When We Hit The Strait of Gibraltar, Somebody Tell Ben-Hur
By Jeff Baker
With a clack and a buzz, the machine fired to life.
“Oh, Geez, here we go again!” The voice blended in with the assorted grunts and groans in the long, narrow room. Patrick gripped the handles on the metal oars and grit his teeth as he pulled, leaning back on the bench, then leaning forward as he pushed.
“That’s one,” he thought.
The Restitutional Penitent Servitude Act had been passed five years earlier. It was responsible for Patrick and sixty-eight of his fellow convicts sitting in what was basically a glorified rowing machine. It looked like the metal frames for a weight set gone berserk. But the government felt this was more humane than having inmates working on a prison farm.
“At least the benches are padded,” Patrick grumbled, listening to the loudspeakers keeping time so they rowed in unison, even though they were underground beneath a penitentiary, not on the ocean. Patrick threw himself into the rhythm, letting his mind wander. Pull. Push. Pull. Push. Pull. Push. His muscles burned, his butt chaffed.
Three hours later, Patrick was drinking the water he’d been issued on their break when he heard the voice over the din of other inmate voices.
“Hey! Up front! New guy!”
Patrick turned in his seat.
“Yeah, you!” Patrick could barely see the speaker, behind a steel girder angling up from the floor. “How you holding up?”
“I’m okay,” Patrick said, with a caution born of time behind bars. “You?”
“I’m all right. I get a workout. Never thought I’d miss sitting around in my old cell. I’m Julio.”
“Patrick. How long you been here Julio?”
“Here about two years. Been in the system about six,” Julio said. “You?”
“Been down two years,” Patrick said. “Got rolled here about a month ago. Armed robbery. Not gonna see the parole board for another three years at least. How ‘bout you?”
Julio didn’t say anything for a moment. Then; “I killed a guy in a bar fight. I was stoned out of my mind. I barely remember it.”
“When you up for parole?” Patrick asked.
“I’m not.” Julio said.
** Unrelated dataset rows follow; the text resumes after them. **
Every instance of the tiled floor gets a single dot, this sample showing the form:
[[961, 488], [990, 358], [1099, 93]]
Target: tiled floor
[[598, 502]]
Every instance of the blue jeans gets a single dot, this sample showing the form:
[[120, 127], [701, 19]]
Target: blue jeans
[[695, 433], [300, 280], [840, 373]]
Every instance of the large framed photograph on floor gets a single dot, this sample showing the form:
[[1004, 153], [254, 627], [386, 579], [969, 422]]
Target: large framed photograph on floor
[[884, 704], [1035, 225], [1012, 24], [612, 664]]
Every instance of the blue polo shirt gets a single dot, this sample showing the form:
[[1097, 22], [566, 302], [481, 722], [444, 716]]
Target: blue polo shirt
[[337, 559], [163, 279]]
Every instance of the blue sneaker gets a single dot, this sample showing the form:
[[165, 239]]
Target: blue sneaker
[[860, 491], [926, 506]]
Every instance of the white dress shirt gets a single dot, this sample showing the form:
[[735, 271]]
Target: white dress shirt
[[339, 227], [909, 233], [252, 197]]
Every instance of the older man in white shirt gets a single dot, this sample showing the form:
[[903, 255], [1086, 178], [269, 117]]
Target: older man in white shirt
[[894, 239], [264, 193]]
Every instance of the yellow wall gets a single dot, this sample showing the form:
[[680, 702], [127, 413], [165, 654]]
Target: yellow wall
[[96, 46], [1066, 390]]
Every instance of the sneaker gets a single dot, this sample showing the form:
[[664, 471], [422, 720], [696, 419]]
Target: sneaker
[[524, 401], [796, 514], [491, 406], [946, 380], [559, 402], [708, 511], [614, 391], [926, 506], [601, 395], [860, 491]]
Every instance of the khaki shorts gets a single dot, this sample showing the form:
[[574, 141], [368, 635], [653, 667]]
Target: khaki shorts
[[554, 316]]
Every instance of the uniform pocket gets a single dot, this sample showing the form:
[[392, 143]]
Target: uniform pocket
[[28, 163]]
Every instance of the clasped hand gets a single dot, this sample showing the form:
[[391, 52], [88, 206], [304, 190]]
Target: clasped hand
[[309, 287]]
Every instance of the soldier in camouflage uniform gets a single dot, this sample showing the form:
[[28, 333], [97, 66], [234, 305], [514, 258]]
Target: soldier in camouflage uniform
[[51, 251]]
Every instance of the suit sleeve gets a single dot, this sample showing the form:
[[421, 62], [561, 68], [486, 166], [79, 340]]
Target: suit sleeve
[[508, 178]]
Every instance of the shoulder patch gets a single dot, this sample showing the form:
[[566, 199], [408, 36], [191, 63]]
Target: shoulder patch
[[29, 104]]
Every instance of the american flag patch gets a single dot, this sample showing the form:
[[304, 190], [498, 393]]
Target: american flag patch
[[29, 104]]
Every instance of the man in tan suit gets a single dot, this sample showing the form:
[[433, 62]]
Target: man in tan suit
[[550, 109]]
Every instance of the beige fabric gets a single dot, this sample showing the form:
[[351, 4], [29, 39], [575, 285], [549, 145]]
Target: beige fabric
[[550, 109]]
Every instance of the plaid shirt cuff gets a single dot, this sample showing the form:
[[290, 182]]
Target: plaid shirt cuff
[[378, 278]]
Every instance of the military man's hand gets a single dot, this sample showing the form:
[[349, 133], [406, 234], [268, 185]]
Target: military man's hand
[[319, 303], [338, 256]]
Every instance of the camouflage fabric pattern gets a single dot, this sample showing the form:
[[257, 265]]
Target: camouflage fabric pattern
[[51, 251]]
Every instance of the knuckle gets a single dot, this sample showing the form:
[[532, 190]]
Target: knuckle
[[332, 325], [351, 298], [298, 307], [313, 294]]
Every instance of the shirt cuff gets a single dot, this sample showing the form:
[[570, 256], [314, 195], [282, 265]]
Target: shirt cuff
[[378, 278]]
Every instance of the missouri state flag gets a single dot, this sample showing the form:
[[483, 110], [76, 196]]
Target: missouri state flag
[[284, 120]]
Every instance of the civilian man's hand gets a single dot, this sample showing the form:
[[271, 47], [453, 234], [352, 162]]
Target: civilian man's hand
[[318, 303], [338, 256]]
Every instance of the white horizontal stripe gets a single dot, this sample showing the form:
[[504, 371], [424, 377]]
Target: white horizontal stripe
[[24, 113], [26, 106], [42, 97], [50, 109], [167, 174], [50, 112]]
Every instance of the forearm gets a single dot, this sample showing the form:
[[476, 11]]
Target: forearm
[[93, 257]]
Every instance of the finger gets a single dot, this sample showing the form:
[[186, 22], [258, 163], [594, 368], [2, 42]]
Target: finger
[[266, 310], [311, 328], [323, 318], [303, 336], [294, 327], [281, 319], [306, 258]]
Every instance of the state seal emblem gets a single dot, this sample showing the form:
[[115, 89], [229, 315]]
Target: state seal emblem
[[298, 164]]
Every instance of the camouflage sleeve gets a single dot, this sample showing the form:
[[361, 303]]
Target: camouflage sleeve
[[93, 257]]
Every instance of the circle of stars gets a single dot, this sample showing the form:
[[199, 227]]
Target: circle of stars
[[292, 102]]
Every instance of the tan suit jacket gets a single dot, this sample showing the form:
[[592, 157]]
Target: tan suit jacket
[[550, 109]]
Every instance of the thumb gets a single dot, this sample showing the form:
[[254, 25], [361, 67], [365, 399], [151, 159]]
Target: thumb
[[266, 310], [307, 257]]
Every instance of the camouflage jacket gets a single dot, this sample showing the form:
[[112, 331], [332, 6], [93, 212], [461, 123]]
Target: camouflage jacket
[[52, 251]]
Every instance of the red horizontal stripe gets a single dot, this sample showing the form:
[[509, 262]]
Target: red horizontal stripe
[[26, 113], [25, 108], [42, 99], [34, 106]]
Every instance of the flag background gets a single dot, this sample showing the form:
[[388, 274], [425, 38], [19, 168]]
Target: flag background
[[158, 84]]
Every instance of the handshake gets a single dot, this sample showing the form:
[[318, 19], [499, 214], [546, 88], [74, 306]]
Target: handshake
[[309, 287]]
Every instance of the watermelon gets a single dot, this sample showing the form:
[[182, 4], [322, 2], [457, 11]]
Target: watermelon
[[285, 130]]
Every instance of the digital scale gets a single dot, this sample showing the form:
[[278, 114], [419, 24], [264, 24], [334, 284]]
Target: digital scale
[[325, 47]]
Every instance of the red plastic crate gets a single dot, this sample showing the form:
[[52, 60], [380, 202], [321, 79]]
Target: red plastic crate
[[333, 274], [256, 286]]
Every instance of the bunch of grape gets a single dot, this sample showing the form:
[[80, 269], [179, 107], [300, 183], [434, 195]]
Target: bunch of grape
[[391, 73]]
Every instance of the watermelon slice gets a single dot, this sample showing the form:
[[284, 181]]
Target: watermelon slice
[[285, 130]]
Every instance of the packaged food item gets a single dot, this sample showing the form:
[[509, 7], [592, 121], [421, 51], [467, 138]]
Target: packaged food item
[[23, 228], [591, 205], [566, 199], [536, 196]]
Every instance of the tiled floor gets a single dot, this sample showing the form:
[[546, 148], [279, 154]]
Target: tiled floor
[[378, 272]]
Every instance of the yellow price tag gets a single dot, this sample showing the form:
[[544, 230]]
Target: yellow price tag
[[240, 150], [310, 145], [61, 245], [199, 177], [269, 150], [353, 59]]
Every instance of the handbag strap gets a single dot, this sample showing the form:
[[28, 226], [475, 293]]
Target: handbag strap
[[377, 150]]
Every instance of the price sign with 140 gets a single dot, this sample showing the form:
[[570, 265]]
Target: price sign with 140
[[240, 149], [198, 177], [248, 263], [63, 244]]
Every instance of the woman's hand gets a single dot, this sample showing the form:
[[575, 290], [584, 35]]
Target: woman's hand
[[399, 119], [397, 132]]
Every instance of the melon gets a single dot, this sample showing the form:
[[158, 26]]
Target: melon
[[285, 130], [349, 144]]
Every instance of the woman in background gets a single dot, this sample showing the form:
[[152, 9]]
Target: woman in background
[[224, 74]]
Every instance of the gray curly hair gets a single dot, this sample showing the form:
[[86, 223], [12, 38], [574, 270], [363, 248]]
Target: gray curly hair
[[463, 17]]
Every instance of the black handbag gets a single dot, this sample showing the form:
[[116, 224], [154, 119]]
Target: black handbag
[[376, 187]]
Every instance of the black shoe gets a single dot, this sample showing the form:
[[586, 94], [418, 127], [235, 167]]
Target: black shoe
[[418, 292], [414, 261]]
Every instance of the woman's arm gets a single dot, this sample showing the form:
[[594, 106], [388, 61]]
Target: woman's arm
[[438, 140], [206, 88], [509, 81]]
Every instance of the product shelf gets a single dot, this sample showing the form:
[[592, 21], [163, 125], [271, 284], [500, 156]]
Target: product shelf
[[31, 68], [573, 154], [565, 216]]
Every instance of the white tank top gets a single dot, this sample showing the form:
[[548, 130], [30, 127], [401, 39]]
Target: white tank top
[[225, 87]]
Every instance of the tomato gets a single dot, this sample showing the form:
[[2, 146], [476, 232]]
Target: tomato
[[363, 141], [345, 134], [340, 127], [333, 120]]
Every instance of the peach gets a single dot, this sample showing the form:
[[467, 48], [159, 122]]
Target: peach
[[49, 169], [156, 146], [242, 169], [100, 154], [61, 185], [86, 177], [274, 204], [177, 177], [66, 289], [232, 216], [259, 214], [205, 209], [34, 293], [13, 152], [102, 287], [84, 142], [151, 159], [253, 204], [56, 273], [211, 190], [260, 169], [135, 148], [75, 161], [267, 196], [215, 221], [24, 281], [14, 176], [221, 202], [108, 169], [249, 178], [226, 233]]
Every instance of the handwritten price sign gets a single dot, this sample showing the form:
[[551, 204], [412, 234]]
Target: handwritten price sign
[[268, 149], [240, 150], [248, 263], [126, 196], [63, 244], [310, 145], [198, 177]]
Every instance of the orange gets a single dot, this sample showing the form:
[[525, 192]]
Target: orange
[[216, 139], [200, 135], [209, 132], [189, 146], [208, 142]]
There was another moment that seemed quiet, even with the yelling, talking, grumbling and threatening going on around them.
There was the clack and buzz and Patrick felt the machine vibrate.
“Back to work!” Julio called out.
“You hang in there!” Patrick replied.
“You too!” Julio said.
Over the noise of the oars and the machine came an administrative voice:
“Attention. Due to an attempted escape, you are now on twenty-four hour duty. Four-hour sleep breaks in place. You will row the equivalent of the distance from Athens to the Strait of Gibraltar before regular hours are resumed.”
“Great,” Patrick grumbled. “Somebody tell Ben-Hur.”
Nonetheless, as he pulled back on the oars, Patrick felt lucky for the first time in a while.